'We Were the Original Rebels': The Women Reshaping Community Music Hubs Around the United Kingdom.
Upon being questioned about the most punk act she's ever pulled off, Cathy Loughead answers without pause: “I took the stage with my neck injured in two locations. I couldn't jump around, so I bedazzled the brace instead. That show was incredible.”
Cathy is a member of a expanding wave of women reinventing punk expression. As a recent television drama highlighting female punk airs this Sunday, it mirrors a scene already flourishing well outside the TV.
The Spark in Leicester
This energy is most palpable in Leicester, where a recent initiative – now called the Riotous Collective – lit the fuse. Cathy participated from the outset.
“At the launch, there existed zero all-women garage punk bands in the area. In just twelve months, there we had seven. Now there are 20 – and increasing,” she explained. “There are Riotous groups around the United Kingdom and internationally, from Finland to Australia, recording, performing live, appearing at festivals.”
This boom doesn't stop at Leicester. Throughout Britain, women are taking back punk – and transforming the scene of live music simultaneously.
Breathing Life into Venues
“Various performance spaces around the United Kingdom flourishing because of women punk bands,” noted Cathy. “So are rehearsal studios, music instruction and mentoring, recording facilities. That's because women are in all these roles now.”
Additionally, they are altering the crowd demographics. “Female-fronted groups are gigging regularly. They attract wider audience variety – attendees who consider these spaces as secure, as intended for them,” she continued.
An Uprising-Inspired Wave
A program director, involved in music education, commented that the surge was predictable. “Females have been promised a vision of parity. However, violence against women is at alarming rates, extremist groups are using women to promote bigotry, and we're manipulated over topics such as menopause. Women are fighting back – through music.”
Another industry voice, from the Music Venue Trust, notes the phenomenon altering regional performance cultures. “There is a noticeable increase in more diverse punk scenes and they're feeding into local music ecosystems, with local spots booking more inclusive bills and creating more secure, more inviting environments.”
Entering the Mainstream
Soon, Leicester will present the debut Riot Fest, a three-day event featuring 25 women-led acts from the UK and Europe. In September, a London festival in London honored BIPOC punk artists.
This movement is gaining mainstream traction. A leading pair are on their maiden headline tour. A fresh act's debut album, their record name, reached number sixteen in the UK charts this year.
Panic Shack were shortlisted for the an upcoming music award. A Northern Irish group won the Northern Ireland Music Prize in recently. A band from Hull Wench performed at a notable festival at Reading Festival.
It's a movement born partly in protest. Within a sector still plagued by gender discrimination – where women-led groups remain underrepresented and live venues are shutting down rapidly – women-led punk groups are forging a new path: space.
Ageless Rebellion
At 79, a band member is testament that punk has no age limit. The Oxford-based musician in horMones punk band started playing only twelve months back.

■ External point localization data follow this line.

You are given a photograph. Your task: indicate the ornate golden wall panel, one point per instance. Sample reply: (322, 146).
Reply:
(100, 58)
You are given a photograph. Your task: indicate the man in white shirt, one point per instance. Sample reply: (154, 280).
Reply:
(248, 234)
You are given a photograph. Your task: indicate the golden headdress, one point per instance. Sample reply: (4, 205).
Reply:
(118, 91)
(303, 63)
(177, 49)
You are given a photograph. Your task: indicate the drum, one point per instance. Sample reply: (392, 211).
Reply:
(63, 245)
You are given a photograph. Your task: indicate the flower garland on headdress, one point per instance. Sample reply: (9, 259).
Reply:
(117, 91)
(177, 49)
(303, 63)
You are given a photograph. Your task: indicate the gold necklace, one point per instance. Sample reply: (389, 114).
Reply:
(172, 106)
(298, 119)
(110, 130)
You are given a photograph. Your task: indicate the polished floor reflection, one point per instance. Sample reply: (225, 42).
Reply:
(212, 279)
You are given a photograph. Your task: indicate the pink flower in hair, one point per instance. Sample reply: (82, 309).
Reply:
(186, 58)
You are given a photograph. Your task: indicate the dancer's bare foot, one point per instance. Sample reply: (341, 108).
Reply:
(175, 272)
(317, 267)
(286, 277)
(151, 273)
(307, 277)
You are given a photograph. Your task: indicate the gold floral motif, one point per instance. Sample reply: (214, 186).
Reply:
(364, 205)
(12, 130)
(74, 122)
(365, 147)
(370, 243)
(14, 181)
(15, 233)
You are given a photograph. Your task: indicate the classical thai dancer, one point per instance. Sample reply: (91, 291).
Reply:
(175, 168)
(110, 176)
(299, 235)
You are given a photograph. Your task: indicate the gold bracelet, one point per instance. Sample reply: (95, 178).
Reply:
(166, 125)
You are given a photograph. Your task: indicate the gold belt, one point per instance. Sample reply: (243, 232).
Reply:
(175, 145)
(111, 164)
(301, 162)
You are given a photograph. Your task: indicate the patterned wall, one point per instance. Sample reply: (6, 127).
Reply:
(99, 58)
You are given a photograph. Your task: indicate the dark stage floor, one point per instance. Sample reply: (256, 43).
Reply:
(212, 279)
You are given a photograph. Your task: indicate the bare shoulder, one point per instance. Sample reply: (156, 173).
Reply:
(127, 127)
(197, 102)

“Now I'm old, all constraints are gone and I can pursue my interests,” she declared. A track she recently wrote contains the lines: “So scream, ‘Fuck it’/ Now is my chance!/ I own the stage!/ I am seventy-nine / And in my fucking prime.”
“I adore this wave of older female punks,” she remarked. “I couldn't resist during my early years, so I'm making up for it now. It's fantastic.”
Kala Subbuswamy from her group also said she hadn't been allowed to rebel as a teenager. “It's been important to be able to let it all out at this point in life.”
A performer, who has performed worldwide with different acts, also considers it a release. “It involves expelling anger: feeling unseen as a mother, at an advanced age.”
The Power of Release
That same frustration motivated Dina Gajjar to create her band. “Standing on stage is an outlet you didn't know you needed. Girls are taught to be compliant. Punk rejects that. It's noisy, it's imperfect. This implies, when negative events occur, I say to myself: ‘I'll write a song about that!’”
However, Abi Masih, drummer for the Flea Bagz, said the punk woman is any woman: “We are simply regular, working, brilliant women who love breaking molds,” she explained.
A band member, of her group She-Bite, concurred. “Ladies pioneered punk. We needed to break barriers to be heard. We continue to! That fierceness is in us – it seems timeless, elemental. We're a bloody marvel!” she stated.
Defying Stereotypes
Not all groups match the typical image. Julie Ames and Jackie O'Malley, involved in a band, aim to surprise audiences.
“We avoid discussing age-related topics or swear much,” noted Julie. Her partner added: “However, we feature a brief explosive section in all our music.” Ames laughed: “That's true. However, we prefer variety. The latest piece was on the topic of underwear irritation.”